Everybody’s Gotta Learn Sometime

With the recent release of the latest installment of the Twilight series I have realized a few things. First, and most important, I don’t understand Twilight much like I don’t understand much of “popular” culture these days. Second, I don’t care to make fun of people who enjoy these stories because there’s really no point and, actually, some of them are startlingly vicious defenders of this teen book series turned film. Third, my bent towards anything in story form has put it in my heart that there is nothing new under the sun especially when it comes to movies, this fad will have its time, and it will, like all things, fade away. But there’s something else about it that has got the wheels in my head turning and it’s a facet of the reality that is story.

People fall in love with certain stories for a reason.

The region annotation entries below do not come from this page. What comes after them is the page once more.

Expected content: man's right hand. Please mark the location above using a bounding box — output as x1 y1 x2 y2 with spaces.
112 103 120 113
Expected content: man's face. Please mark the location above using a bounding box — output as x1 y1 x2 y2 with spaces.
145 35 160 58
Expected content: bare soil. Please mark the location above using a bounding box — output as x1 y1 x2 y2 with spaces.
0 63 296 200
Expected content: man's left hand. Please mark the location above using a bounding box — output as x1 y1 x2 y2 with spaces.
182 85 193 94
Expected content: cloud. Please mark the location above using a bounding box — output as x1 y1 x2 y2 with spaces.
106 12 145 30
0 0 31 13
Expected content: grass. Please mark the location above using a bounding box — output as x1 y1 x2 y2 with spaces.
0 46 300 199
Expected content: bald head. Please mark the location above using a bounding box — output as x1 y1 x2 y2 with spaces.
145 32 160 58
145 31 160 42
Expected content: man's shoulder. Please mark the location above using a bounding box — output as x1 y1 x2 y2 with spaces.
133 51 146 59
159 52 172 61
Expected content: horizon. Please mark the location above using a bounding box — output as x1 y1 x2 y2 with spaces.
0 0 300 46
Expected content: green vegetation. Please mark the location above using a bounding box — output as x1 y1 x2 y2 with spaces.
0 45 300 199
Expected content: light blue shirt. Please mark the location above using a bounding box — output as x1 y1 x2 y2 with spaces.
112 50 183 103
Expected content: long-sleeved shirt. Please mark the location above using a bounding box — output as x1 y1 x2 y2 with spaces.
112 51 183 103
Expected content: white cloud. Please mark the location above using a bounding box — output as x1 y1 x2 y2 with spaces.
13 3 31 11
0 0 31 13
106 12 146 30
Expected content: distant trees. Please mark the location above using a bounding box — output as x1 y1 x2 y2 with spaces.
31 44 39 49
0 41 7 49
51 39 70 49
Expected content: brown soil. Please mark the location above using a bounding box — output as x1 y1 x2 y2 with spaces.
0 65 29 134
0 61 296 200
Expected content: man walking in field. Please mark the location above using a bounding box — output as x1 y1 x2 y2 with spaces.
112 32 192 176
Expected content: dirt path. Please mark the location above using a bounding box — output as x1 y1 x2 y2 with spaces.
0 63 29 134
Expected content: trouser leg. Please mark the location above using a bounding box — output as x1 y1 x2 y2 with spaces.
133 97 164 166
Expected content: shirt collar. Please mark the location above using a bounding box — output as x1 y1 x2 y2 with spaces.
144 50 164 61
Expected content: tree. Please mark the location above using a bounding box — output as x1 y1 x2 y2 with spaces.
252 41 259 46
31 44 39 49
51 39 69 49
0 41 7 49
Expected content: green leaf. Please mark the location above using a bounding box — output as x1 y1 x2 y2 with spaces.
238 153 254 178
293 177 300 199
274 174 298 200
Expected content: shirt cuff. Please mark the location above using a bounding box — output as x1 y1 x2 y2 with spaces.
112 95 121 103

I can remember sometime in March, 2004 going to a theatre to see a movie that my friend and I had been wondering about after seeing the preview at a film we saw months before. I saw a lot of movies in the theatres those days, actually. I don’t know if that was just the time for great film or if my friend and I were just consistently bored living in a town of less than 4,000 people and having to commute to do anything that was close to entertaining. Anyway, we walked into the darkened and mostly empty theatre one evening to see the latest Jim Carrey flick. I had been a fan of his from the outset of his major film career with “Ace Ventura: Pet Detective”, then later discovered his apocryphal 80’s work like “Earth Girls are Easy” and “Once Bitten”. I was an all around fan and not just of his comedies so I was excited to see him in another, more dramatic role.

If you don’t remember March  2004 then you probably don’t know what movie I’m talking about. The film was Eternal Sunshine of the Spotless Mind. It was my introduction to the work of both Charlie Kaufman and Michel Gondry. That coupled with a stellar cast that consisted of names like Jim Carrey, Kate Winslet, Elijah Wood, Mark Ruffalo and Kirsten Dunst made for what would be one of the most prophetic, cinematic experiences I think I will ever have in my life. That sounds really, well, dramatic doesn’t it? Well, this is what I’m talking about. There are reasons people fall in love with movies the way they do.

I believe a good movie acts as a mirror in which you see your self.

This movie became so significant to me as much then as it is now because of Joel Barish, the protagonist in this oddball romantic… I don’t know what he is to be honest with you. What I can tell you is that I connected with the main character within minutes of the film starting because of the opening voice over while Joel makes a trek to and around Montauk. I’m revealing a part of myself here that not many get to see because it has gotten me in trouble in more ways than I choose to count. But I felt an instant connection to the character and the movie when I heard the words, “Why do I fall in love with every girl who shows me the slightest bit of attention?” It was much more so then than it is now but that was how I felt being 18 and very much a hopeless romantic. He is neurotic, caring and introverted.

It was like watching myself on the silver screen.

With that in mind I take a look at what some of these other people are watching and what their interests are in media and wonder if they realize how much of their heart they show when they become fanatic about something. Some people have been honest and said that they see what they want in their relationship when they finally find that right person. But then I think about that and it makes me kind of sad in a way.

I’m a big proponent of following your dreams but if your dream guy or gal is somehow personified in something so unrealistic as Twilight or Eternal Sunshine of the Spotless Mind I think, perhaps, you ought to take a step back. As perfect or imperfect as the characters might be geared to attract the hearts of the viewers, aren’t they imperfect shadows of people because they’re fictional characters? As much as I love the character of Clementine I know from experience that it may be unrealistic to think anyone like that exists.

Part of me has a hard time realizing that truth.

But then I think about the story of my life and what may actually fit me and I honestly have no idea. I think we love movies and we love stories with characters that personify the things we see in ourselves and wish we see in others and we construct this sort of ivory tower experience that we think we’ll be ideal. But to extents we can’t even fathom we don’t write our story. We make decisions that affect, shape, advance, reverse and revamp our story. Why try and write our story based around the words of men, as wonderful as they are, when there’s an author who knows our story and knows what the real ideal is for us?

I think he gives us stories to fall in love with to act as shadows of the real thing, that minute taste we get when a story touches our hearts, our souls, so we will know the real thing when it finally crosses our path.

Stop looking, stop seeking. Live. Love. Don’t let someone else write what has already been written. We are not characters on a screen. This is no scripts, no holds barred life and your expectations and ideals will oft be flattened by the reality of God’s love for you and for me because it’s just that big.

I wish I remembered that more often.